Avait-il même le droit de porter un nom aussi normal ? De porter un nom tout court ? Le bétail n’avait pas de nom. Les animaux sauvages non plus. Ils naissaient, vivaient et mouraient en étant eux, sans avoir besoin que quelqu’un d’autre leur dise qui ils étaient, sans avoir besoin de se nommer formellement. Arnaud. C’était un nom étrange, pour un loup. Arnaud. Laissant son autre lui qui récitait toujours ses prières stupides pour éviter de faire face au fait qu’il avait été abandonné, livré à lui-même dans une prison aux allures d’église pour y babiller des inepties que personne n’entendrait, Arnaud se souvint de cet après-midi de désœuvrement où il avait innocemment demandé à sa chère mère la signification de son prénom. Les mots n’avaient pas de sens, mais les prénoms en avaient. Arn, l’aigle. Il n’était pas un aigle, pourtant, pas même un oiseau. Maman, je suis un loup. Elle avait sourit tristement, comme pour dire « je sais oui, j’avais simplement espéré mieux. » Avait-elle espéré pour lui d’être seul ? Avait-elle espéré pour lui qu’en ce moment où il réalisait qu’il ne sentait plus ses jambes, que ses coudes commençaient également à lui faire mal, que le père Fernand ne reviendrait pas avant longtemps, qu’il ne savait pas ce qu’était le cliquetis métallique de toute à l’heure, il aurait pensé à elle et puis tout de suite après, à un homme avec qui il voulait faire l’amour ? Une partie d’Arnaud se dit que le mot était fort, l’autre arguant qu’il fallait bien qu’il ouvre les yeux et appelle un chat un chat. La jalousie de le voir avec quelqu’un d’autre, la crise de panique, tout ça pour qu’il l’abandonne dans cet endroit… C’était ce qu’il avait voulu. Florentin n’avait fait que ce qu’il lui avait demandé. Il aurait dû faire davantage peut-être. Sûrement. Lui dire qu’il n’y avait pas d’avenir dans la canne à sucre, et qu’il pouvait rester avec eux sur l’Aigle, où il avait sa place ne serait-ce que par son prénom. Florentin ne lui avait jamais demandé de rester avec eux. Il n’avait jamais cherché à retenir Arnaud. Pas plus que sa paroisse de métropole ne l’avait découragé de partir. Pars, vole, Arnaud.
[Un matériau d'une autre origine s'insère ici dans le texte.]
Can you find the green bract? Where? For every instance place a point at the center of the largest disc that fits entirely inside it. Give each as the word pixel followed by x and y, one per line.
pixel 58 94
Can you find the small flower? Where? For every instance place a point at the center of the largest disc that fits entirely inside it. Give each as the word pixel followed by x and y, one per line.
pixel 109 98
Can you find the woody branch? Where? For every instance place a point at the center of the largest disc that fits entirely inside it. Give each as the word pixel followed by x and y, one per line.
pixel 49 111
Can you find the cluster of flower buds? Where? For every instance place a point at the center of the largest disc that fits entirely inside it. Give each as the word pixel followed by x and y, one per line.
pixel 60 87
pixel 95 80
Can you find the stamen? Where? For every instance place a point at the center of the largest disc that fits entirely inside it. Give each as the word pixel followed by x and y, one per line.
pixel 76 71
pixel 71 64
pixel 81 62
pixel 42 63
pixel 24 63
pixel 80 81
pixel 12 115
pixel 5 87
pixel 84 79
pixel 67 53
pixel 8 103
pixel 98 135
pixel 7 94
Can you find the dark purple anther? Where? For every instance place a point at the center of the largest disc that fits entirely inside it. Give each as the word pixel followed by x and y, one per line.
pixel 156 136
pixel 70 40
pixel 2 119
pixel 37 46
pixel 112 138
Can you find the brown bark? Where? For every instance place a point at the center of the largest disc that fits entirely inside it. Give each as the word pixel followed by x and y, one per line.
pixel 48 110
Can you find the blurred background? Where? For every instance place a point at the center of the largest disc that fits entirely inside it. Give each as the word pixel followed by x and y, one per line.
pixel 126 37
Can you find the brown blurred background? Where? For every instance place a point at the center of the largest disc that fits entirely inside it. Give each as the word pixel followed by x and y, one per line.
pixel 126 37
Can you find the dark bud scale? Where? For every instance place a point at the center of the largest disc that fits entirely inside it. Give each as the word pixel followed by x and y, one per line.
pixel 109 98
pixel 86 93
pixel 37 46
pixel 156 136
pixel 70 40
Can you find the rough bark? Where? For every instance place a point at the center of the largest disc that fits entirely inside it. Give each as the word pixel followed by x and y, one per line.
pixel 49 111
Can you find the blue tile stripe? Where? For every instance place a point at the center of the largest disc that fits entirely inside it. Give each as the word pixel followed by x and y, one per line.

Va voir le nouveau monde, et restes-y ! Pars, et ne reviens jamais ! Pars.

***

Il réalisa qu’il sanglotait. Il ne priait même plus : à quoi bon ? Il pleurait doucement, silencieusement, et se sentit assez courageux pour ouvrir ses yeux embués. Il vit alors les barreaux et paniqua, tourna la tête, pour voir qu’il était désormais en cage. Le cliquetis métallique… Et il n’avait même pas eu la présence d’esprit de rouvrir les yeux pour s’en rendre compte et protester à temps ! Comment aurait-il pu protester, même ? Si tout le monde avait dû passer par là, pourquoi lui aurait droit à un traitement de faveur ? Parce qu’il était bien-né ? Il doutait sincèrement que tous ici étaient roturiers. Connaissant ses parents, ils ne l’auraient pas envoyé dans cette plantation sans s’assurer qu’il allait y retrouver des gens de bonne famille. Non, il n’était pas le seul noble dans le coin, et il refusait d’être celui qui crierait au secours au lieu d’endurer cette épreuve. Il comprenait désormais, en voyant ses coudes meurtris et devinait que la peau de ses genoux commençait à céder qu’il devait tenir et se montrer digne de cette communauté. On lui avait fait confiance. Si on lui avait présenté cette épreuve, alors c’était de son devoir de la réussir. Il essaya de se calmer, d’arrêter de pleurer, et d’inspirer longuement, et calmement. Il ferma de nouveau les yeux, reprit ses prières, plus lentement cette fois.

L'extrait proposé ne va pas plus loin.